The popular version of third-wave feminism millennials like Swift grew up with wasn’t as sensitive to these dissonances. The dominant message of this feminism was that women could “do it all,” just as well as men (which, in reality, is not usually very well at all). A woman could become a girlboss at work and a tiger mom at home—at the cost of maintaining within her own person the sharp alienation of the two, a living embodiment of the private-public distinction. The point was each individual, as an individual, achieving empowerment, becoming successful or enlightened or fulfilled by diving fully into each institution on its own terms. Complaints or criticism of the resulting contradictions had no place in this view.

Much of last year’s resurgent girl media has swung the pendulum back, naming the dissonances and highlighting the patent absurdity of the demand that women do everything men do, as well as everything they don’t. The biggest example comes in Barbie, when America Ferrera’s character awakens the Barbies from the spell of Ken’s patriarchy by describing to them the expectation that women be many contradictory things at once. Several songs that went viral on TikTok last year, such as Olivia Rodrigo’s “All-American Bitch” and Paris Paloma’s “labour,” struck a similar note.

Taylor Swift fits the pattern, but only sometimes. She has a few songs that call out dissonances and double standards. But they are only part of the mosaic. The broader appeal of Taylor Swift lies in the possibility of imagining that a full range of human emotion and experience can come from not being so divided. By being so frequently literal, Swift’s work collapses signifier into signified; by being so personal, it unites the private and public. It is possible to be both just by being human.

This does not mean Swift is a girlboss who has found a way to “do it all.” She acknowledges that she does things imperfectly, and that she needs support from others. Her feminism is necessarily a partial one, filtered through her personal experiences, especially of being the target of online flame wars. That fact—in addition to female friendships that she refuses to either politicize or sexualize, and her simple openness about liking boys—long fueled suspicion that her political views were secretly antifeminist. But all of us only ever experience politics (and for that matter, love, labor, and everything else) in partial, personal ways. Swift’s frustration with being ridiculed while male celebrities get “to brag about/Raking in dollars/And getting bitches and models” is genuine, but it is not all she is. Sometimes she feels more like (for instance) a naïve love-struck teen. Neither negates the other.

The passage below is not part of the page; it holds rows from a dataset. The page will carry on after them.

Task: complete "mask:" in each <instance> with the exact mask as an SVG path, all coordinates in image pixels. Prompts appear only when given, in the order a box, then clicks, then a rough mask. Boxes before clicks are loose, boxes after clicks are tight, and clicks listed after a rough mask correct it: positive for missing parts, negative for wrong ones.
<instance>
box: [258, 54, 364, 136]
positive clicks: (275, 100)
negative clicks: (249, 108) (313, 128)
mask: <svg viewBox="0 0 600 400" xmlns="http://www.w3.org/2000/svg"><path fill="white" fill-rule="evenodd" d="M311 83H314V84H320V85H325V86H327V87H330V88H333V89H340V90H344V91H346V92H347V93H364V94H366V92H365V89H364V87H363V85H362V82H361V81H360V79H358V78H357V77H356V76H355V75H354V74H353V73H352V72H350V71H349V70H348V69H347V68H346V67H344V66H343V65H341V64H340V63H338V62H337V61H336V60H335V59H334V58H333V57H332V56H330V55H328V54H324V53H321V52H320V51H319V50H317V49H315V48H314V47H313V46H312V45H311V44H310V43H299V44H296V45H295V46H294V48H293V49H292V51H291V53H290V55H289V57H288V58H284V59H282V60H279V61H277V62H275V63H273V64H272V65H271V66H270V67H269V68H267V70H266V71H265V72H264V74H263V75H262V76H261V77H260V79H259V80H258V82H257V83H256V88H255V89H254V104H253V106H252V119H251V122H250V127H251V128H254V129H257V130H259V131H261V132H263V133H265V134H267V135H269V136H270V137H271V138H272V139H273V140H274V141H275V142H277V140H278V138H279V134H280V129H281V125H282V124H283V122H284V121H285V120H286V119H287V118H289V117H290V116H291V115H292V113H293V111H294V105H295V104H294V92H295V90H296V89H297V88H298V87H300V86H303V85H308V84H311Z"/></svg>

Humans are composite beings, whose emotions, labor, relationships, and more are all meant to be integrated. They should not need to resort to social or psychological structures breaking them apart and pitting the pieces against each other to be worth recognizing as fully human. At its best, feminism has recognized this and sought to win a more integrated understanding of the human person for women and men alike. To the corporate third-wave-ism that insists that women “have it all” by engaging with alienating institutions on their own terms, Swift says “I already always was all I needed to be.” This is an insight Barbie reaches as well. After leaving behind the détente between Barbies and Kens in Barbieland, Margot Robbie’s Barbie asks that her maker allow her to become human, only to realize that being human is something you realize you already were.

Taylor Swift, it turns out, was good all along. Everything that boys like me cringed at in high school—the sincerity, the wordiness, the free movement between feelings and thoughts and experiences, everything that made the music resemble a teen girl’s diary—was what made her music and her public persona so meaningful. It’s not clear what made everyone realize that. Perhaps it was the isolation of COVID. Perhaps it was the failure of internet rage-based politics, a descendent of the ire directed at “girly” pop culture, to deliver anything worthwhile. Perhaps millennial women had too much disposable income for Hollywood and the music industry to ignore. What is clear after 2023, however, is that there are plenty of people who, like Taylor Swift, would rather “be defined by the things that I love, not the things I hate.”